Depends on how you look at it, Waqas. Judges have been finding for Samsung fairly consistently on these issues, in countries where there's no jury trial for patent cases: perhaps the legal advice didn't take sufficient account of what a California jury was likely to find.
" It has always been risky to innovate in a way which brings you close to infringing existing patents."
Patent infringement legislation in spirit is not to hamper creativity but to stop plagiarism. I said in spirit. I dont know how they are able to differentiate between inspiration and the actual copy. There is only a fine line in between. Samsung must have taken legal opinion before product launch. Bad decision by legal experts I guess.
May be if you stop plagiarism in product's apparent design, you will get away with all the legal complications. Developer doing plagiarism in app development is most likely to be get away with unless the app is an exact match.

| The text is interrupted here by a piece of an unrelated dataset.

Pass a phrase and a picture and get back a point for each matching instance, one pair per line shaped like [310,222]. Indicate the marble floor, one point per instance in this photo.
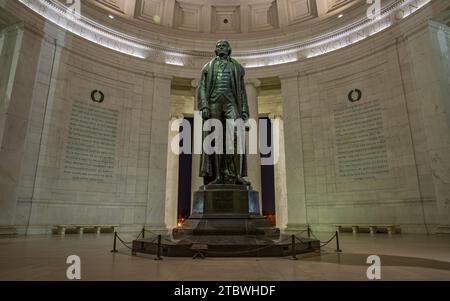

Sorry, Tony, but I must repectfully disagree. Apple looked to the past, and stole everything they now claim is their own work (WIMP interface, and multi-touch and gesture controls, to name just two). They didn't invent it first, they just patented it first. Do the terms 'prior art' and 'clear and obvious' mean nothing? Let's face it: that jury should be sterilized lest they reproduce their idiocy and pollute the gene pool. Twelve people too stupid to get out of jury duty is no way to run something as important as technological innovation. After all, where would Apple be if Xerox PARC had sued them for stealing their work? Where would they be if Bell Labs had sued over the theft of their touch interface technologies? They would be precisely nowhere, which is exactly where all patent trolls deserve to be. We should not let them get away with trying to steal in the courts what they could not win in the marketplace. I will never again buy an Apple product, or allow any of my clients to purchase them. Let's send a clear and unequivocal message -- you didn't invent it, so you shouldn't profit from stealing it.
Agreed. The more revolutionary verdict would have been a win for Samsung that allowed Samsung (and other companies) to copy and improve upon patented designs... The verdict that was reached was the status quo.
I agree about overlooking history. The whole case should end up with Samsung inventing something different, something that we could really say it's innovative. Something just like the iPhone, but cheaper, doesn't have any true value in the world of innovation.
Kim, I agree that it is important, and not new, to protect the intellectual property rights. I think what is different "potentially" about this case will be how broadly they interpret this and the fence they build around those rights.
The industry has been built on innovation with a good balance of intellectual rights and stimulating competition. As we move forward, however, how this ruling is interpreted and applied will affect whether or not this has a chilling affect on other players to adapt, innovate, and create new technology.
Competition in the marketplace is good, competition in the courtroom, where the balance tips in favor of the big players with more resources, is a different story. That is where I weighed in on the viewpoint and supported Mary's thoughts.
That's what is so valuable about IE, the quality of thinking (yourself and Mary), that stimulate our thoughts and result in our better understanding the issues.
I just hate to overlook...well, history. Corporations have been using patent law to ring fence their inventions since at least the 1950s to my knowledge (probably longer). It has always been risky to innovate in a way which brings you close to infringing existing patents.
The Apple, Samsung case creates no precedent whatsoever, as far as I can see, and it should therefore have no effect on inventors -- except the possibly beneficial one that their mission will no longer be "make something just like an iPhone but cheaper."
I tend to agree with your view, Mary. The principle of putting a big fence around intellectual property, to the degree represented in this case, will definitely put a restraint on innovation and competition, particularly with small business.
As Tony effectively points out, much of technology innovation has been an evolutionary process. Now, with this ruling, the progress may be limited more to the domain of the sole intellectual property holders.